Reconciliation more than land acknowledgments, Aboriginal groups say
Posted January 14, 2017 9:40 am.
Last Updated January 14, 2017 10:20 am.
This article is more than 5 years old.
An increasing number of institutions across the country have started making verbal land acknowledgments to the Aboriginal groups who traditionally occupied the territory.
Professors at Dalhousie University recognize that the Halifax institution sits on the ancestral territory of the Mi’kmaq, for instance. And the Winnipeg Jets announce that they play hockey on land formerly used by the Anishinaabe, Cree, Oji-Cree, Dakota, and Dene peoples, and the Metis Nation.
These brief reminders of Canada’s colonial history, tucked into the routines of everyday life, are meant as small acts of reconciliation.
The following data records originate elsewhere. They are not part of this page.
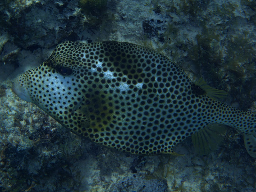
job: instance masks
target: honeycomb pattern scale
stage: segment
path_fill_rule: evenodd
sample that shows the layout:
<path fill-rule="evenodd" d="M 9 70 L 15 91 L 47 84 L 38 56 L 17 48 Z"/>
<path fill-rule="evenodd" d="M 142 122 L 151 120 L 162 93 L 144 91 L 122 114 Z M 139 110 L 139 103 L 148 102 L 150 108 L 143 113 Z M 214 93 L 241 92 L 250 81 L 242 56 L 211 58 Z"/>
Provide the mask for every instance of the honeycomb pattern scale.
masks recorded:
<path fill-rule="evenodd" d="M 253 113 L 197 93 L 193 83 L 168 58 L 142 46 L 69 41 L 13 90 L 72 132 L 133 154 L 175 154 L 175 145 L 212 123 L 255 134 Z"/>

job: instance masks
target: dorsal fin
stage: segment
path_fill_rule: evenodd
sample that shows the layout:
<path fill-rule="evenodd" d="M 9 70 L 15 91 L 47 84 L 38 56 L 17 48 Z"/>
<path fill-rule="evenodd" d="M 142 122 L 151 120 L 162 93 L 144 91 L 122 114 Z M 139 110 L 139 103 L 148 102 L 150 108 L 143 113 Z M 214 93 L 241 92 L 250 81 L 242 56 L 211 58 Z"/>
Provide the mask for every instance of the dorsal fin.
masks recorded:
<path fill-rule="evenodd" d="M 209 97 L 217 100 L 223 99 L 228 95 L 228 93 L 226 92 L 213 88 L 208 85 L 202 78 L 194 83 L 196 86 L 192 88 L 196 94 L 199 95 L 205 94 Z"/>
<path fill-rule="evenodd" d="M 223 140 L 227 129 L 223 125 L 212 124 L 192 135 L 196 152 L 200 155 L 207 155 L 216 149 Z"/>

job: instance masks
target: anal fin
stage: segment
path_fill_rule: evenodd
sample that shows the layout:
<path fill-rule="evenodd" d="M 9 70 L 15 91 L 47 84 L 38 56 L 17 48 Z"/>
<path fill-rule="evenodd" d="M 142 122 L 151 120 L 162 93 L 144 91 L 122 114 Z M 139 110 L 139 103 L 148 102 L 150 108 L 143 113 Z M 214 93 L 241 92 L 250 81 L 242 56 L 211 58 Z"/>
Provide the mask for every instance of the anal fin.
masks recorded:
<path fill-rule="evenodd" d="M 251 134 L 244 134 L 244 145 L 248 153 L 253 157 L 256 158 L 256 137 Z"/>
<path fill-rule="evenodd" d="M 207 155 L 216 149 L 223 140 L 227 129 L 223 125 L 212 124 L 192 135 L 196 152 L 201 155 Z"/>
But Aboriginal leaders stress that the more powerful the institution that makes the statement, the more important it is for it to be accompanied by concrete actions or it appears more as an empty gesture than a sign of respect.
Niigan Sinclair, assistant professor and head of University of Manitoba’s native studies department, does outreach work across the country. At his suggestion, the Winnipeg Jets became the first NHL team to acknowledge the colonial history of their arena, making a commitment in October to announce the traditional landholders of the area at each home game.
“Making a land acknowledgment should be the most important thing Canadians do before starting any event,” Sinclair says. “It is a fundamental analysis of who we are, where we’re standing, and how we should proceed.”
The practice has become customary for many arts spaces as well. Small theatres, including Toronto’s Buddies in Bad Times, have been starting shows with territorial acknowledgments for years. In October, Tarragon, a bigger and more established Toronto theatre with an older client base, began making land acknowledgments after a request from Brian Solomon, an actor of Anishnaabe descent who appeared in one of their shows. The response has been overwhelmingly positive, says Tarragon’s Natasha Parsons, who recites the acknowledgment before each show.
“It’s becoming a lot more commonplace now, and the neighbourhood we’re in, in particular, is quite rich in that history,” she says. “We just thought it was the right thing to start doing.”
As territorial acknowledgments begin to spread beyond event and arts spaces to bigger, more powerful institutions, critics worry that the practice will become a way to pay lip service to reconciliation without actually implementing change.
“It’s becoming a formality and a checklist process,” says Michael Etherington, cultural program manager at the Native Canadian Centre of Toronto.
He suggests fewer acknowledgments, but ones developed in consultation with Aboriginal groups and accompanied by more historical and cultural context. “It’s moving ahead faster than it should be. I think it has to be retracted a bit. Do we want to have a surface-level dialogue? Or do we want to get to the actual source of what we are advocating, as Indigenous peoples, towards truth and reconciliation?”
In September 2016, the Toronto District School Board began incorporating land acknowledgments into their morning announcements. Every day, along with the national anthem, students are reminded that “this school is situated on territories belonging to the Wendat, Anishinabek Nation, the Haudenosaunee Confederacy, the Mississaugas of the New Credit First Nations, and the Metis Nation.”
Duke Redbird, a community elder who suggested the change to the TDSB, says it’s an especially important message as Canada’s 150th anniversary celebrations approach. Canadians, particularly young people, should be reminded that “Canada began more than 150 years ago,” he says. “The continent has been occupied for 12 to 15,000 years.”
TDSB official Shari Schwartz-Maltz says the response from students has been unreservedly positive. “The territorial land acknowledgment has sparked an interest in the kids to investigate further what it all means. ‘Where was our school so many years ago? What does land acknowledgment mean?’ We’ve seen actual, tangible results from that.”
Rev. Cecile Fausak has been working as Reconciliation and Indigenous Justice Animator for the United Church of Canada since 2005. That means reaching out to the Church’s 2,500 congregations to begin “helping the church to grapple with its complicity.”
Every service at her church in Athabasca, Alta., begins with a land acknowledgment, and it’s printed in the church bulletin. Most congregants appreciate the effort, she says, although “for non-Indigenous people, it’s often unsettling. But that needs to happen. It creates a sort of shift in perspective — well, why are we doing this? What does that mean? And that’s a good path of questioning to embark upon.”
To Etherington, the fact that land acknowledgments happen at all is a sign that more work needs to be done.
“I think if we get to the point where we have Indigenous and non-Indigenous peoples having meaningful relations, the land acknowledgment would not be necessary, because that respect would have been established.”